Mas o título da exposição, que se assume claramente como exercício de divertimento, procura a mistura com as ressonâncias dos casos mediáticos que preenchem os arquivos de imagens do nosso quotidiano, atual e próximo, remetendo-nos para essas dimensões recalcadas do desejo sobre os outros, da apropriação dos seus pontos de vista e dos seus interesses focais, da invasão das suas intimidades e da evasão com os seus pertences ou objetos do olhar. Tudo à luz do dia, tudo às claras, nesses territórios globalizados de frequência ou visita obrigatória, cataratas, jardins, casas, torres, castelos, ruas, etc., e nesses momentos de exibição pública dos nossos atos mais rituais, casamento, namoro, aniversário, visita de estudo, luto, lua de mel, etc., etc.

Fotografar aquele que fotografa outro que fotografa outra coisa é, ao fim e ao cabo, navegar nesse mar imenso da procura de outra coisa linda que está para além dessa coisa linda que se julga - ver quando se procura, é, ao fim e ao cabo, usar e abusar dos limites da fotografia como meio de ver.
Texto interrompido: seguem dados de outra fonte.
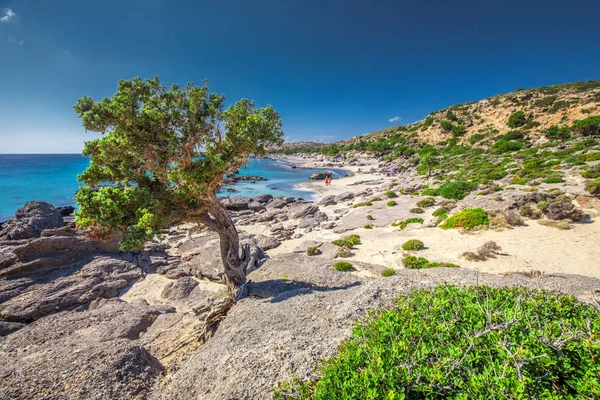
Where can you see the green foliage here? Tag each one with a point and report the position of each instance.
(456, 190)
(476, 138)
(587, 127)
(429, 192)
(458, 130)
(403, 224)
(468, 218)
(428, 202)
(593, 186)
(342, 266)
(465, 343)
(553, 179)
(313, 251)
(555, 132)
(513, 135)
(505, 146)
(517, 119)
(413, 262)
(446, 125)
(413, 244)
(163, 152)
(348, 241)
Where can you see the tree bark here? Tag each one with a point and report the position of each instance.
(235, 265)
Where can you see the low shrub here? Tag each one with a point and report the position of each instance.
(348, 241)
(487, 250)
(446, 125)
(553, 179)
(313, 251)
(413, 262)
(517, 119)
(468, 218)
(342, 266)
(413, 245)
(457, 190)
(430, 192)
(428, 202)
(563, 225)
(344, 252)
(505, 146)
(458, 130)
(476, 138)
(587, 127)
(560, 210)
(403, 224)
(465, 343)
(593, 187)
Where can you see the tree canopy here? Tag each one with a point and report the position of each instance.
(163, 155)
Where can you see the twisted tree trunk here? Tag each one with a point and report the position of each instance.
(235, 264)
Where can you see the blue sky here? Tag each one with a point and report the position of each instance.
(333, 69)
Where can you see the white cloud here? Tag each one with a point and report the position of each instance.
(8, 15)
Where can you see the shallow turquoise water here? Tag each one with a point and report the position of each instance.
(53, 178)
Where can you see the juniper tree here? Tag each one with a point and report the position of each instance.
(163, 154)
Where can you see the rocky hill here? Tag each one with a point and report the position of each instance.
(533, 110)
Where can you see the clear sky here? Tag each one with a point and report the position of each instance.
(333, 69)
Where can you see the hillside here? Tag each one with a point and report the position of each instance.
(479, 122)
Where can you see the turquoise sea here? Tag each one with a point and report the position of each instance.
(53, 178)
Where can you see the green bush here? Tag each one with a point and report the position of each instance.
(348, 241)
(553, 179)
(465, 343)
(513, 135)
(413, 262)
(413, 245)
(554, 132)
(456, 190)
(504, 146)
(593, 186)
(342, 266)
(430, 192)
(468, 218)
(587, 127)
(458, 130)
(517, 119)
(428, 202)
(313, 251)
(446, 125)
(476, 138)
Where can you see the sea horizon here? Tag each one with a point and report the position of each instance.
(52, 177)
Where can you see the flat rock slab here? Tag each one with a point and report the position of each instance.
(81, 355)
(264, 342)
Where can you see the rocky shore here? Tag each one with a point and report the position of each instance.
(80, 319)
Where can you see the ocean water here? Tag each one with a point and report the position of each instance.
(53, 178)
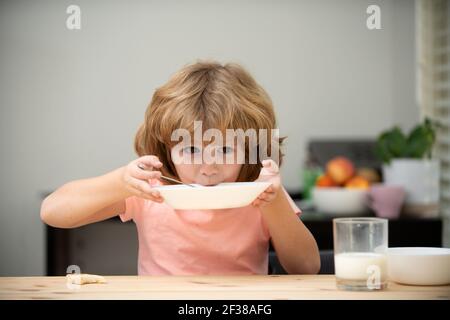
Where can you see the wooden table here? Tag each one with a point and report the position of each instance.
(207, 288)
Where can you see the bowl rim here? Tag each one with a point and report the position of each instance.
(217, 186)
(409, 251)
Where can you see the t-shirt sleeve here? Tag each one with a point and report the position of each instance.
(133, 205)
(296, 209)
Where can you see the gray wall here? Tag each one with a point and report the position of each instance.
(72, 100)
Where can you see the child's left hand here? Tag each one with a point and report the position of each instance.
(269, 173)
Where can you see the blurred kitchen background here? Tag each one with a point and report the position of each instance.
(71, 100)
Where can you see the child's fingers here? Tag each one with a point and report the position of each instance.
(146, 175)
(271, 166)
(144, 190)
(149, 162)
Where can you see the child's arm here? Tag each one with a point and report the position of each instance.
(296, 248)
(90, 200)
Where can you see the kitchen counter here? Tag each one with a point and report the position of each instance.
(207, 288)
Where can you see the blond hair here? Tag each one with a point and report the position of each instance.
(221, 96)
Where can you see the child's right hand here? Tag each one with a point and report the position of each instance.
(137, 174)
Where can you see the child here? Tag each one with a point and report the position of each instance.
(196, 242)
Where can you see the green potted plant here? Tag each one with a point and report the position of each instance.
(407, 161)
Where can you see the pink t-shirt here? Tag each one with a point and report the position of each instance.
(199, 242)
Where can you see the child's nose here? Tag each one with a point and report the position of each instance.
(209, 170)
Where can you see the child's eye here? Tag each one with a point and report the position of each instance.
(191, 150)
(226, 150)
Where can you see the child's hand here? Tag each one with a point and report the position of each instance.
(137, 174)
(269, 173)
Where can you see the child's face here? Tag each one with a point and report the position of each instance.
(207, 172)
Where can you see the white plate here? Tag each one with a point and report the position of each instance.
(419, 265)
(221, 196)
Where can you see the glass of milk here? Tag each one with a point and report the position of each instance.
(360, 253)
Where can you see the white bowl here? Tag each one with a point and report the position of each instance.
(419, 266)
(221, 196)
(340, 201)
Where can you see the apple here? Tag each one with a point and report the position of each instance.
(357, 182)
(325, 181)
(340, 169)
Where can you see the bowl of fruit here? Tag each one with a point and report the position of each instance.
(342, 189)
As opções técnicas, sejam elas o enquadramento, a abertura do diafragma, a focagem, sejam elas a opção pelo preto e branco, o tamanho e a delimitação da fotografia no papel, fazem parte integrante deste exercício de perseguição do outro. Poderia argumentar-se que há neste exercício alguma curiosidade etnográfica de revelação dos gestos, “tiques e poses” do outro que fotografa outros, evidenciando sobretudo os atos mínimos da concentração focal e da tomada de vistas como momentos rituais da linguagem fotográfica, mostrando fases e aspetos da encenação figurativa para a câmara escura, expondo algumas facetas da vertigem das emoções perante os lugares ou as circunstâncias. Mas porventura a principal curiosidade etnográfica é a de o fotógrafo se expor a si mesmo como ser inconformado, procurando no Campo de visão dos outros, as razões mais fundas do seu desassossego, ainda que de um modo lúdico e ao longo de muitas viagens.”